Diabetes care: 10 ways to avoid diabetes complications
Diabetes care is a lifelong responsibility. Consider 10 strategies to prevent diabetes complications.
By Mayo Clinic Staff
Diabetes is a serious disease. Following your diabetes treatment plan takes round-the-clock commitment. But your efforts are worthwhile. Careful diabetes care can reduce your risk of serious — even life-threatening — complications.
Here are 10 ways to take an active role in diabetes care and enjoy a healthier future.
1. Make a commitment to managing your diabetes
Members of your diabetes care team — doctor or primary care provider, diabetes nurse educator, and dietitian, for example — can help you learn the basics of diabetes care and offer support along the way. But it's up to you to manage your condition.

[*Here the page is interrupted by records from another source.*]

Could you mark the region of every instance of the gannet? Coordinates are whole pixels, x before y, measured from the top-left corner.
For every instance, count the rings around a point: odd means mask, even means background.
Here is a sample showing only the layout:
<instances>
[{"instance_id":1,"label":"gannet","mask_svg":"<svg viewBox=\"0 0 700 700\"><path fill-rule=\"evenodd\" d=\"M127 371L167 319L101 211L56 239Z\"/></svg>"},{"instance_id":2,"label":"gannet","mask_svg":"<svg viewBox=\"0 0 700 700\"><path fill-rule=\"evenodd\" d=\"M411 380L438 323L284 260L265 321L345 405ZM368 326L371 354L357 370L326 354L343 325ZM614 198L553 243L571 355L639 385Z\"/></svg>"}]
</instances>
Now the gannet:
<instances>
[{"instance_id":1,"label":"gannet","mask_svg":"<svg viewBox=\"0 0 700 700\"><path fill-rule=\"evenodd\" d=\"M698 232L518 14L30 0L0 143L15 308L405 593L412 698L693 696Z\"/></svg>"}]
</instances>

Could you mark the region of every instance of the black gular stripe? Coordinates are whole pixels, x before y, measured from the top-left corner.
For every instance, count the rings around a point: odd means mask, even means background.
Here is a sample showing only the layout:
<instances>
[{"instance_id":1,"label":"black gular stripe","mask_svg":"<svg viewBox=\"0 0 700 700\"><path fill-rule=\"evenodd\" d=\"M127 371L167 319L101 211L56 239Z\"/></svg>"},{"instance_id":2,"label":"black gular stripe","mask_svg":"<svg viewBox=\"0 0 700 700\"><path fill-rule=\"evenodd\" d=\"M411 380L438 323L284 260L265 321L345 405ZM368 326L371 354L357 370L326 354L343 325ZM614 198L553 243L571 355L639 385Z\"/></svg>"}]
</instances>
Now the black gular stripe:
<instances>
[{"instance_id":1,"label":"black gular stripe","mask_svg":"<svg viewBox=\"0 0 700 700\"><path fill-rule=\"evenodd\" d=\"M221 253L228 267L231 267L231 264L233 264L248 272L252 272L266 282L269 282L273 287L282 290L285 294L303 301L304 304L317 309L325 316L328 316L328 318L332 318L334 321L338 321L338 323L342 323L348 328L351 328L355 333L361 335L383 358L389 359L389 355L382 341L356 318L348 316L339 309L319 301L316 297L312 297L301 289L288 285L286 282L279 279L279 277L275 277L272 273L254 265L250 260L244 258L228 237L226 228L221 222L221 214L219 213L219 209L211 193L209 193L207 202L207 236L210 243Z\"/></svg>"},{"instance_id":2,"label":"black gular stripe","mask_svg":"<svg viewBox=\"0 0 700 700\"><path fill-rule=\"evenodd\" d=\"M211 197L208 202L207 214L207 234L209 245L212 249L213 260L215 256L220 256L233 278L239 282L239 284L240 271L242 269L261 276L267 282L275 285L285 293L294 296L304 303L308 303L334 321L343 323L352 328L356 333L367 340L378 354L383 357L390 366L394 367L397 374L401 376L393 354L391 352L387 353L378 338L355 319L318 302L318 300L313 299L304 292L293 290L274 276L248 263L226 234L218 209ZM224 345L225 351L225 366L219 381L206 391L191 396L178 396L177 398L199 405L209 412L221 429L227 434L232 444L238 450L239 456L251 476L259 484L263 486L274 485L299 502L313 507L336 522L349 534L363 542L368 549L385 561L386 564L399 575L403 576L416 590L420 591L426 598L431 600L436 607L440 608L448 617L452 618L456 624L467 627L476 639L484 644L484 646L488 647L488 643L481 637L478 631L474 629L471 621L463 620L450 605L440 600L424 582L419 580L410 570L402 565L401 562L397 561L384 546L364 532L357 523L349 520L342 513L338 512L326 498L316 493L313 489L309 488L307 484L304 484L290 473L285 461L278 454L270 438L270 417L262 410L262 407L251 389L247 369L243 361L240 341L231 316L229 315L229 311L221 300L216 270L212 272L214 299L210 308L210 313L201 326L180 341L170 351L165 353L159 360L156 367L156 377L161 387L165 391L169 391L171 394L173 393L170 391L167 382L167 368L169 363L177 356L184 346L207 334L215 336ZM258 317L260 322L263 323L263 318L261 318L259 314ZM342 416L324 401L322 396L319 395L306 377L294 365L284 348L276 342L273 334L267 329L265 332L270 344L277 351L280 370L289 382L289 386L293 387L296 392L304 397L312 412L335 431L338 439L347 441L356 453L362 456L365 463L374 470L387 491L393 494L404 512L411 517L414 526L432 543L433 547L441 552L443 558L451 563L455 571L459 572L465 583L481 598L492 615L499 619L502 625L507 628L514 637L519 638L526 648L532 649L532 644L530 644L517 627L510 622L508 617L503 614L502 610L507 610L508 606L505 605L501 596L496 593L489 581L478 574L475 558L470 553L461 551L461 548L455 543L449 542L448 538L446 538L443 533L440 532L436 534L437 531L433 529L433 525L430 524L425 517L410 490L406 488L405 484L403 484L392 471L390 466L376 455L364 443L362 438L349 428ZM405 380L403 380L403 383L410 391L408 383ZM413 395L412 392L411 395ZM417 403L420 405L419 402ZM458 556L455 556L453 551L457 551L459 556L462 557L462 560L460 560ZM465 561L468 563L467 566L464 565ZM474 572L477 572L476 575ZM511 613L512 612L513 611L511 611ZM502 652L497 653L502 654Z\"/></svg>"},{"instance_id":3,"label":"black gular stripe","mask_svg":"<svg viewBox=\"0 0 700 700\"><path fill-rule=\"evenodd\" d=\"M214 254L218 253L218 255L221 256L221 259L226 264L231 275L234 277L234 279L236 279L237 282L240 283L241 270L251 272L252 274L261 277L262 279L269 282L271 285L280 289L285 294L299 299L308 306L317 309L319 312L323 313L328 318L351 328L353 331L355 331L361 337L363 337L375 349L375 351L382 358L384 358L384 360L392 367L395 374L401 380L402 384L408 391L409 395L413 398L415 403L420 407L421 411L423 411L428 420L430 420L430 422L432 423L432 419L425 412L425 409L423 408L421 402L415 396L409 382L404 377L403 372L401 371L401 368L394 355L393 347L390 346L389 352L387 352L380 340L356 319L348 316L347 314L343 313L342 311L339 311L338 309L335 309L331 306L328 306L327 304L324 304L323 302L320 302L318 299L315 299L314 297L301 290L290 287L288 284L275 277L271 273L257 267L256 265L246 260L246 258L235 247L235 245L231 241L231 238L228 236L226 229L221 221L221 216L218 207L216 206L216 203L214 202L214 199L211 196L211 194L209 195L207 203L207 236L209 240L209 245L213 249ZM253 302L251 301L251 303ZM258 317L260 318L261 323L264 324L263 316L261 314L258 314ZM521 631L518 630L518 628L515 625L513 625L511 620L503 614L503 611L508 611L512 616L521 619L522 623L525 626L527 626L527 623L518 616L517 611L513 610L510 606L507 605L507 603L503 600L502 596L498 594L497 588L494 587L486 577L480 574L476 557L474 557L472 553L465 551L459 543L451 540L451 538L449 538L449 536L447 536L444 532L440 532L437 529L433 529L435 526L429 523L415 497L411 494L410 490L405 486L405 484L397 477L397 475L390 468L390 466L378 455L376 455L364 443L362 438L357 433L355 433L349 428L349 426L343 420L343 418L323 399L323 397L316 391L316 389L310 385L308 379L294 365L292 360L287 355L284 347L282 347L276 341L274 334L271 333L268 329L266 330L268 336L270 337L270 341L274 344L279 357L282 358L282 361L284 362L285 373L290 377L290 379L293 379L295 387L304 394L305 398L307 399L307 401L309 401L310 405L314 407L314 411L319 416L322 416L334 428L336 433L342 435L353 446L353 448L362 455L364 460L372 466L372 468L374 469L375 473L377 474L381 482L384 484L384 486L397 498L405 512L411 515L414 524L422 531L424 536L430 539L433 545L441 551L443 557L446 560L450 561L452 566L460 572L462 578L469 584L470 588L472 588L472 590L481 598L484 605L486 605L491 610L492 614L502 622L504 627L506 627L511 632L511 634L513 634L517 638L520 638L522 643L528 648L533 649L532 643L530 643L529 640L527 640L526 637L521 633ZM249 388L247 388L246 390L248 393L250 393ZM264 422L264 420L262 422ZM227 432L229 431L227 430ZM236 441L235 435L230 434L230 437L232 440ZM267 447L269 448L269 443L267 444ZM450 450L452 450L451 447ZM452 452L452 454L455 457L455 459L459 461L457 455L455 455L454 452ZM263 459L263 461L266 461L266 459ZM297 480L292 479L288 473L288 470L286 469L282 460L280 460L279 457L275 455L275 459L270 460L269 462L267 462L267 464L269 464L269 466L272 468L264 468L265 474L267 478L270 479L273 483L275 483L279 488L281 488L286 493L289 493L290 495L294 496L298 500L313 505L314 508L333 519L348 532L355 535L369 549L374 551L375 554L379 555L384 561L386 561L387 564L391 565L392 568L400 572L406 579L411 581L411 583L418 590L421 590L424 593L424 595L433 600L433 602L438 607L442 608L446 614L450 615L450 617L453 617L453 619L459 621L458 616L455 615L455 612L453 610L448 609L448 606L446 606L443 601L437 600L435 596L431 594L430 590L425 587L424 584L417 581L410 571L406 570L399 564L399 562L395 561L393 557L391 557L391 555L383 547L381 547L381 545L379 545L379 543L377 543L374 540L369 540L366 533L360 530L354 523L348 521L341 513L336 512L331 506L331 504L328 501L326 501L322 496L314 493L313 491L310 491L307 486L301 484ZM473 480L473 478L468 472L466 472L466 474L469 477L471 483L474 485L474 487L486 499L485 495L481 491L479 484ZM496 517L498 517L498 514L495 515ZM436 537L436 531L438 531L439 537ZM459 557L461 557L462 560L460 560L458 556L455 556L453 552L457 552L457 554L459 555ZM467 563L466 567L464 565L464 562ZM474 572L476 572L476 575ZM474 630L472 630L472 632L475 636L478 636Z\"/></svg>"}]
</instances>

Learn all you can about diabetes. Make healthy eating and physical activity part of your daily routine. Maintain a healthy weight. Monitor your blood sugar level, and follow your doctor's instructions for managing your blood sugar level. Ask your diabetes treatment team for help when you need it.
2. Don't smoke
Smoking increases your risk of various diabetes complications, including:
- Reduced blood flow in the legs and feet, which can lead to infections, ulcers and possible removal of a body part by surgery (amputation)
- Heart disease
- Eye disease, which can lead to blindness
- Nerve damage
- Kidney disease
Talk to your doctor about ways to help you stop smoking or using other types of tobacco.
3. Keep your blood pressure and cholesterol under control
Like diabetes, high blood pressure can damage your blood vessels. High cholesterol is a concern, too, since the damage is often worse and more rapid when you have diabetes. When these conditions team up, they can lead to a heart attack, stroke or other life-threatening conditions.
Eating a healthy, reduced-fat diet and exercising regularly can go a long way toward controlling high blood pressure and cholesterol. Your doctor may also recommend taking prescription medication.
4. Schedule regular physicals and eye exams
Schedule two to three diabetes checkups a year, in addition to your yearly physical and routine eye exams.
During the physical, your doctor will ask about your nutrition and activity level and look for any diabetes-related complications — including signs of kidney damage, nerve damage and heart disease — as well as screen for other medical problems.
Your eye care specialist will check for signs of retinal damage, cataracts and glaucoma.
5. Keep your vaccines up to date
High blood sugar can weaken your immune system, which makes routine vaccines more important than ever. Ask your doctor about:
Dec. 18, 2014
- Flu vaccine. A yearly flu vaccine can help you stay healthy during flu season as well as prevent serious complications from the flu.
- Pneumonia vaccine. Sometimes the pneumonia vaccine requires only one shot. If you have diabetes complications or you're age 65 or older, you may need a five-year booster shot.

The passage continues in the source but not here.